In one sense, Gilmour has done all of us a favour. His comments have made explicit what is so often implicit. He has gracelessly articulated the biases that too often dictate what sort of literature is considered “serious” and “useful,” opinions which too often shape teaching and reading at all levels of education and private life. This is why we’ve invited you to join us today to share viewpoints and readings from down the hall: we want to make it clear that many, many students and teachers at the University of Toronto do not share these views. We also want to open a conversation that uses Gilmour’s ridiculous remarks as a starting point for an interrogation of the systemic oppressions that too often relegate particular voices and perspectives to second-class status in some classrooms and in society more broadly.
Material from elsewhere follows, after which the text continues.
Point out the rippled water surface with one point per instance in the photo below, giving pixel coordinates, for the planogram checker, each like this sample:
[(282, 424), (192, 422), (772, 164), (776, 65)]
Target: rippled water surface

Reading broadly and deeply is particularly important in the current academic climate. This is an academic climate in which the humanities are under attack in the popular press and at institutional levels. This is an academic climate in which adjunct instructors are tenuously employed and paid pittances – you may remember the recent death of the 83 year-old French instructor, Mary Margaret Vojtko, who died penniless and nearly homeless after twenty-five years of service to Duquesne University. This is an academic climate in which men’s rights groups – thinly-veiled fronts for misogynist grumbling – flourish on university campuses, including on this one. This is an academic climate in which now, more than ever, we should all attempt to look beyond our own experiences and privileges in order to think critically about the world around us. Only after we open our minds can we communicate effectively and better empathize with others. Good teachers and great books facilitate that process.
We echo Anne Theriault’s challenge to Gilmour. She writes,
I’ve got a dare for you, David Gilmour. I dare you to spend six months reading nothing but writers who aren’t white cis males. Read female writers. Read Chinese writers. Read queer and trans and disabled writers. Read something that’s difficult for you to love, then take a deep breath and try harder to love it. Immerse yourself in worlds and thoughts and perspectives that are incredibly different from your own. Find a book that can change you and then let yourself be changed.
We invite you to join us and read from literary works that have opened your imaginations despite the fact that they were not written by “very serious heterosexual guys.” In the spirit of “tolerance” and empathy that Frye believed that literature encourages, we should emphasize that this is not a witch hunt, and our primary concerns today are pedagogical. We want to start a conversation about what it means to teach and to study literature, and about what doing so in a way that expands the imagination of both teachers and students might look like.